Triangle has gained a few fans of their chocolate since opening. Melissa Crandley, co-owner of MECHA Chocolate, a shop in Haddonfield, NJ, is among them. She raves about the company’s dark chocolate bars.
“We love the interesting and nuanced flavors they have,” she says, “and the mouthfeel is very smooth and not gritty. We’ve tried other vegan bars and the [texture] is often chalky.”
Triangle makes more playful bars, such as Nib & Salt and Whiskey, as well as slightly sweeter ones. Described as “divine” by chocolate sommelier Sophia Contreras Rea of Nashville, the Latte bar is a not-too-sweet white chocolate with house-roasted Ethiopian coffee. As for the Pretzel bar, it combines a creamy, 58% dark milk chocolate with crunchy pretzel pieces that happen to be gluten-free.
Each 1.7 oz bar retails for $8 to $8.50 at one of 20 retailers in Philadelphia and online. An early retailer, Vincent Finazzo, owner of Riverwards Produce, speaks highly of their chocolate, saying the bars stand out among their selection of 50 to 60 from around the world.
“I like them a lot because of packaging and quality,” he says. “The price is higher end but not out of reach, and the aesthetic is gorgeous.”
The product diversification has allowed Triangle to weather the pandemic.
“Pre-COVID, coffee represented 70% of our sales,” Michael says, “but chocolate [sales are] growing over time.” This prompted the owners to upgrade chocolate-making equipment and hire their first employee.
In January the company collaborated with the Nationalities Service Center to bring on Souleyman Ngae, a refugee from Cameroon, as a part-time chocolate-maker.

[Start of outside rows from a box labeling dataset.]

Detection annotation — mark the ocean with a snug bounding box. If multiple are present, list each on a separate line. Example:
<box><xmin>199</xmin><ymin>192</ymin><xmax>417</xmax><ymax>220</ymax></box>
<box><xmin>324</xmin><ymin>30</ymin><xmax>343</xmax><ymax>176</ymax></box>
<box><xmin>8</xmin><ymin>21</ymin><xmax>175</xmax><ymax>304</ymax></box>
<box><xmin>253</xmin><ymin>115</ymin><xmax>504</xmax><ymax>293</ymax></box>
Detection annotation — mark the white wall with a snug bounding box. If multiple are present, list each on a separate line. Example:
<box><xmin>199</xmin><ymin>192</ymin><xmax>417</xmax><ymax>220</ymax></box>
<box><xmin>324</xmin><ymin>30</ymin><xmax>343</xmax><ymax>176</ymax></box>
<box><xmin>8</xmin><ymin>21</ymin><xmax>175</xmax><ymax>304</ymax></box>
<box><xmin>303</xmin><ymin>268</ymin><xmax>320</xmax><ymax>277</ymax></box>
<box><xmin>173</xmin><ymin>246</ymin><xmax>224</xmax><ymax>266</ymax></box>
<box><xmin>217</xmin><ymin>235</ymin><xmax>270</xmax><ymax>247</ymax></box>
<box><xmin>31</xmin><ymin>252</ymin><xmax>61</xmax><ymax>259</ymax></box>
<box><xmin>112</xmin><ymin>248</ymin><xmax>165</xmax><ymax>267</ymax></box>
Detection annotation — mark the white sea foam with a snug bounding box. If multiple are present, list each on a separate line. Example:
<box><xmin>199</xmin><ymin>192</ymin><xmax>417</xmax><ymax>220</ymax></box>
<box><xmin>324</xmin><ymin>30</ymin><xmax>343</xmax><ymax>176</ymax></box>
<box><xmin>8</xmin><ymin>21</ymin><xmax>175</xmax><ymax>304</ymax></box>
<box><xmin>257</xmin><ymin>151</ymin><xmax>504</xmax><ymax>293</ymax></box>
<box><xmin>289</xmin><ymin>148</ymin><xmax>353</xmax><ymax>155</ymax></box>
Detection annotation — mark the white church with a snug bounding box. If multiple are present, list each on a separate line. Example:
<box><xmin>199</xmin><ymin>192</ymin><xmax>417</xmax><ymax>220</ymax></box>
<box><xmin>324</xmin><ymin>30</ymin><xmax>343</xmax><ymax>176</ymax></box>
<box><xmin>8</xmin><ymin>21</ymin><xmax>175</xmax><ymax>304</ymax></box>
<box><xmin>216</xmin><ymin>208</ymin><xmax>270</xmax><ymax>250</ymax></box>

“We’ve started this company to be a good employer,” says Joy, “and we want to be intentional about who we hire and give our employees opportunity for growth.”
The four friends have a lot of dreams about the future, ranging from sourcing cacao beans from Puerto Rico, hiring more employees, opening a storefront and getting B Corp Certification.
“I like the feeling of being a trusted brand,” says Jeana. “I want us to be that for people.”